Today is Constitution Day. I was planning to write today about the 225th anniversary of the signing of our nation’s foundational document. About the importance of the Constitution to you and me, now, in the 21st century.
So I will.
In an address last week commemorating 9/11, the President said that, in the 11 years since 9/11:
we’ve strengthened our alliances while improving our security here at home. . . . [O]ur country is stronger, safer and more respected in the world.
But he forgot to tell the world
Three days later, on 9/11, a mob stormed our embassy in Cairo, allegedly in protest of an amateur movie made in this country and entitled The Innocence of Muslims.
That same day our consulate in Benghazi, Libya was attacked by people with guns and rocket-propelled grenades.
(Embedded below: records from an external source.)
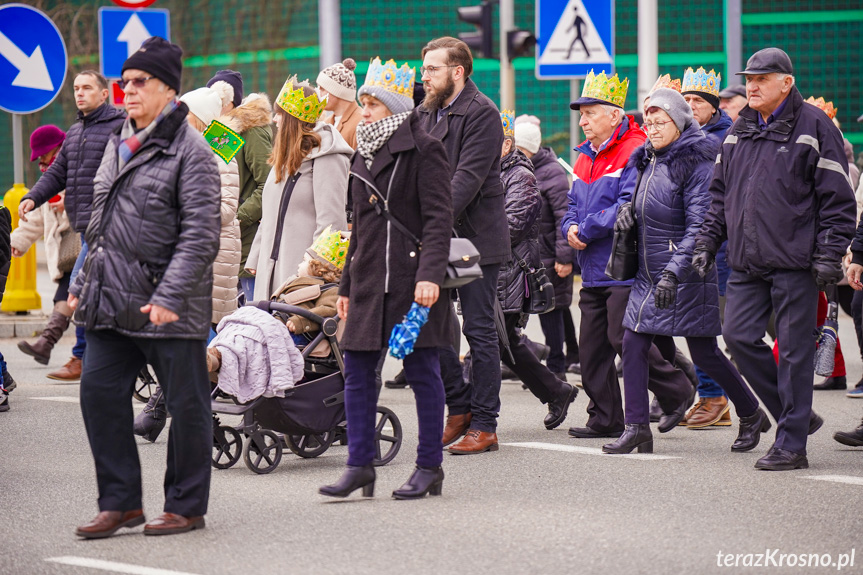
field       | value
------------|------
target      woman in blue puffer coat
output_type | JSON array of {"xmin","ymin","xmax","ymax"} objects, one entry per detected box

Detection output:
[{"xmin": 602, "ymin": 89, "xmax": 770, "ymax": 453}]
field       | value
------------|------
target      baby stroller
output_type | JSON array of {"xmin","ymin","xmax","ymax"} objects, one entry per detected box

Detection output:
[{"xmin": 212, "ymin": 301, "xmax": 402, "ymax": 473}]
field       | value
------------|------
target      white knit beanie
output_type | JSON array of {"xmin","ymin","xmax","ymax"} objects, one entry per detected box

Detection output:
[
  {"xmin": 515, "ymin": 122, "xmax": 542, "ymax": 154},
  {"xmin": 180, "ymin": 88, "xmax": 222, "ymax": 126},
  {"xmin": 315, "ymin": 58, "xmax": 357, "ymax": 102}
]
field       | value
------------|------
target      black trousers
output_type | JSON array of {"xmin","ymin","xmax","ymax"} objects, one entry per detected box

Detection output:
[
  {"xmin": 578, "ymin": 286, "xmax": 692, "ymax": 432},
  {"xmin": 81, "ymin": 330, "xmax": 213, "ymax": 517},
  {"xmin": 722, "ymin": 270, "xmax": 818, "ymax": 455}
]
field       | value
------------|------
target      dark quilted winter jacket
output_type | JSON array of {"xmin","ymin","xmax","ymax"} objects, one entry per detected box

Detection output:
[
  {"xmin": 623, "ymin": 122, "xmax": 721, "ymax": 337},
  {"xmin": 497, "ymin": 148, "xmax": 542, "ymax": 313},
  {"xmin": 22, "ymin": 102, "xmax": 126, "ymax": 233},
  {"xmin": 69, "ymin": 103, "xmax": 221, "ymax": 339}
]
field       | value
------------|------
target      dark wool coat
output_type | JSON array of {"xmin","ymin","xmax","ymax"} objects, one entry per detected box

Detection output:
[
  {"xmin": 497, "ymin": 148, "xmax": 542, "ymax": 313},
  {"xmin": 69, "ymin": 102, "xmax": 221, "ymax": 339},
  {"xmin": 530, "ymin": 148, "xmax": 575, "ymax": 309},
  {"xmin": 623, "ymin": 122, "xmax": 722, "ymax": 337},
  {"xmin": 417, "ymin": 79, "xmax": 509, "ymax": 265},
  {"xmin": 22, "ymin": 102, "xmax": 126, "ymax": 233},
  {"xmin": 698, "ymin": 86, "xmax": 857, "ymax": 274},
  {"xmin": 339, "ymin": 114, "xmax": 456, "ymax": 351}
]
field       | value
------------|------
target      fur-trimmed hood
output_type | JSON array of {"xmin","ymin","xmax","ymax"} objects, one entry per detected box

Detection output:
[{"xmin": 219, "ymin": 92, "xmax": 273, "ymax": 134}]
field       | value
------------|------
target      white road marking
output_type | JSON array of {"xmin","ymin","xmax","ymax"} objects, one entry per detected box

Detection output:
[
  {"xmin": 45, "ymin": 556, "xmax": 200, "ymax": 575},
  {"xmin": 802, "ymin": 475, "xmax": 863, "ymax": 485},
  {"xmin": 501, "ymin": 441, "xmax": 680, "ymax": 460}
]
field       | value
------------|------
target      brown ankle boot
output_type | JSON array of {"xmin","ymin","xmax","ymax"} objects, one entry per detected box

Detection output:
[{"xmin": 45, "ymin": 357, "xmax": 81, "ymax": 381}]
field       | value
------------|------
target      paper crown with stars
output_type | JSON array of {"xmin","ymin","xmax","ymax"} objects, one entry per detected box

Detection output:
[
  {"xmin": 680, "ymin": 66, "xmax": 722, "ymax": 98},
  {"xmin": 306, "ymin": 226, "xmax": 350, "ymax": 270},
  {"xmin": 581, "ymin": 70, "xmax": 629, "ymax": 108},
  {"xmin": 276, "ymin": 76, "xmax": 327, "ymax": 124},
  {"xmin": 805, "ymin": 96, "xmax": 839, "ymax": 120}
]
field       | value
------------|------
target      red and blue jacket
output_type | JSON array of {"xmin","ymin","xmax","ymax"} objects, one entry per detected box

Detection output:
[{"xmin": 561, "ymin": 116, "xmax": 647, "ymax": 288}]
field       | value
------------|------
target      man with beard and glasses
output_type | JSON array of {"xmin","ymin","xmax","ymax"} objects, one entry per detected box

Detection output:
[{"xmin": 417, "ymin": 37, "xmax": 510, "ymax": 454}]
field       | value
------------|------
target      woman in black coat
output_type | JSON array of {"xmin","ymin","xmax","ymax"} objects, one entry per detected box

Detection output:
[
  {"xmin": 602, "ymin": 88, "xmax": 770, "ymax": 453},
  {"xmin": 320, "ymin": 60, "xmax": 453, "ymax": 499}
]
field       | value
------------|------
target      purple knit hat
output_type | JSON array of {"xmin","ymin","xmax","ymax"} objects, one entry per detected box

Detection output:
[{"xmin": 30, "ymin": 124, "xmax": 66, "ymax": 162}]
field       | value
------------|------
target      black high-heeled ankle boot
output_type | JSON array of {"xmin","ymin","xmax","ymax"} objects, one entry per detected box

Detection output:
[
  {"xmin": 393, "ymin": 465, "xmax": 443, "ymax": 499},
  {"xmin": 318, "ymin": 465, "xmax": 375, "ymax": 497},
  {"xmin": 602, "ymin": 423, "xmax": 653, "ymax": 454}
]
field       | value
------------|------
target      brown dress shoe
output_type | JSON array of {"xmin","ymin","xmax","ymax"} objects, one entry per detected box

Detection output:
[
  {"xmin": 449, "ymin": 429, "xmax": 498, "ymax": 455},
  {"xmin": 144, "ymin": 511, "xmax": 204, "ymax": 535},
  {"xmin": 46, "ymin": 357, "xmax": 81, "ymax": 381},
  {"xmin": 442, "ymin": 413, "xmax": 471, "ymax": 447},
  {"xmin": 75, "ymin": 509, "xmax": 146, "ymax": 539},
  {"xmin": 686, "ymin": 395, "xmax": 731, "ymax": 429}
]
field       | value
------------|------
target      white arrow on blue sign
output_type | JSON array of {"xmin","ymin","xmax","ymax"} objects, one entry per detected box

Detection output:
[
  {"xmin": 99, "ymin": 8, "xmax": 171, "ymax": 78},
  {"xmin": 0, "ymin": 4, "xmax": 66, "ymax": 114}
]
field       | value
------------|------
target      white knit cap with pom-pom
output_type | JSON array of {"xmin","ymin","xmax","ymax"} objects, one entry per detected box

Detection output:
[{"xmin": 315, "ymin": 58, "xmax": 357, "ymax": 102}]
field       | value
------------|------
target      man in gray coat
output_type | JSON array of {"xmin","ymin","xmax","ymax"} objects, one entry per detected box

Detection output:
[{"xmin": 69, "ymin": 37, "xmax": 221, "ymax": 539}]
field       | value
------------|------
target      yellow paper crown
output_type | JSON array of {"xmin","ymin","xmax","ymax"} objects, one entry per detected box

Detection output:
[
  {"xmin": 500, "ymin": 110, "xmax": 515, "ymax": 138},
  {"xmin": 306, "ymin": 226, "xmax": 350, "ymax": 270},
  {"xmin": 276, "ymin": 76, "xmax": 327, "ymax": 124},
  {"xmin": 363, "ymin": 56, "xmax": 417, "ymax": 99},
  {"xmin": 581, "ymin": 70, "xmax": 629, "ymax": 108},
  {"xmin": 681, "ymin": 66, "xmax": 722, "ymax": 98},
  {"xmin": 806, "ymin": 96, "xmax": 839, "ymax": 120}
]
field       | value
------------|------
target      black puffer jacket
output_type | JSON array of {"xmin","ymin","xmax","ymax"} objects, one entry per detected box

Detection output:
[
  {"xmin": 530, "ymin": 148, "xmax": 575, "ymax": 309},
  {"xmin": 22, "ymin": 102, "xmax": 126, "ymax": 233},
  {"xmin": 497, "ymin": 148, "xmax": 542, "ymax": 313},
  {"xmin": 69, "ymin": 103, "xmax": 221, "ymax": 339}
]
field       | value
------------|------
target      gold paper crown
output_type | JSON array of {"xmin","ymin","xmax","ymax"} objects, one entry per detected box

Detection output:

The consulate was torched in what the president of Libya’s National Congress calls a “preplanned, predetermined” attack.
Ambassador Chris Stevens and three other Americans were killed. And Kyle Pratt at Ruminations notes that Lebanese news agency Tayyar is reporting that Ambassador Stevens was raped before he was killed.
Dozens of other attacks and demonstrations have been and are taking place from Britain through Europe, North Africa and the Middle East all the way to Australia. (The Atlantic provides an interactive map of them here.)
Iran has vowed to “search for, track and pursue” the makers of the movie. (But probably they’ll just slap their hands when they find them.)
Pakistan’s Interior Minister is asking Interpol to enact an international law to stop anti-Islamic material from being posted on the internet. As a police organization, Interpol doesn’t have any legal authority to enact law. But the request gives a startling glimpse of the mindset of a progressive, centrist politician in the Muslim world.One of his tweets reads:
“Violence explodes as Muslims protest anti-Islam film.” Anti-Islam element must stop to hurt muslims.
His solution is not to rein in lawbreakers in his own country, but to destroy the First Amendment in ours.
And Saturday, according to Reuters, Sudan rejected a US request to send Marines to guard our Embassy in Khartoum. Friday, crowds had stormed the German embassy and burned it. They had also attacked the British and American embassies. But Sudan won’t let us–won’t let us!–protect our own citizens on our own soil.
Our government’s response
Our government’s response to all this has been outrageous.
- We just contritely tucked our tail between our legs and sent Vice President Biden to beg Sudan to protect our diplomats. [Update: We've now ordered all non-essential embassy personnel to leave the country, both in Sudan and in Tunisia.]
- We publicly identified (remember, this is an American citizen that the Iranian government has promised to track down) and later detained Nakoula Basseley Nakoula, the man alleged to have made the film. He was taken away for questioning just after midnight Saturday morning by a crowd of sheriff’s deputies. (He’s on probation for bank fraud, and uploading the video to the internet may constitute a parole violation.) It was all voluntary, of course. Don’t let the fact that the police came for him at midnight bother you in the least. But do read what University of Wisconsin law professor Ann Althouse has to say about it:
[T]he photograph at the link [of Nakoula Nakoula being hustled away by brown-shirted deputies] is chilling.
Gaze on that picture and see our government in a sad, shameful display, staged — presumably — to cajole the enemies of free speech into blaming a private individual instead of our country — our country, the caretaker of the freedom that allowed him to speak.
But I think our government is delusional if it thinks the people who are rioting in Africa and killing our diplomats would — if they knew the facts — see individuals like Nakoula as the proper focus of their rage. They don’t believe the necessary premise: freedom as the superior value. As long as they favor a system in which blasphemy is outlawed and severely punished, they will continue to blame the American government for standing back and allowing blasphemy to flourish and flow everywhere. What good does it do to ask them to please understand our system? They hate this system.
Meanwhile, our government would scapegoat a free citizen. It’s not even effectual scapegoating.
- According to the Washington Post the White House asked YouTube to review “whether the video violates their terms of use.” To their credit, YouTube quite sensibly responded that it didn’t. A spokesman said the movie was “clearly within our guidelines and so will stay on YouTube.” [Update: YouTube has now removed the trailer "as a violation of spam, scams and commercially deceptive content."
- And White House Press Secretary Jay Carney said Friday:
[The violence] is in response to a video, a film, that we have judged to be reprehensible and disgusting. That in no way justifies any violent reaction to it, but this is not a case of protest directed at the United States writ large or at U.S. policy.
Which brings us back, at long last, to Constitution Day. What is Carney smoking that makes him think this isn’t a protest directed at U.S. policy? Of course it is. As I said last Wednesday:
[W]e have a little something called the First Amendment, which protects freedom of speech and expression even when it’s offensive to other people.
The First Amendment has always been about protecting offensive speech. Nice little notes from grandma have never needed protection.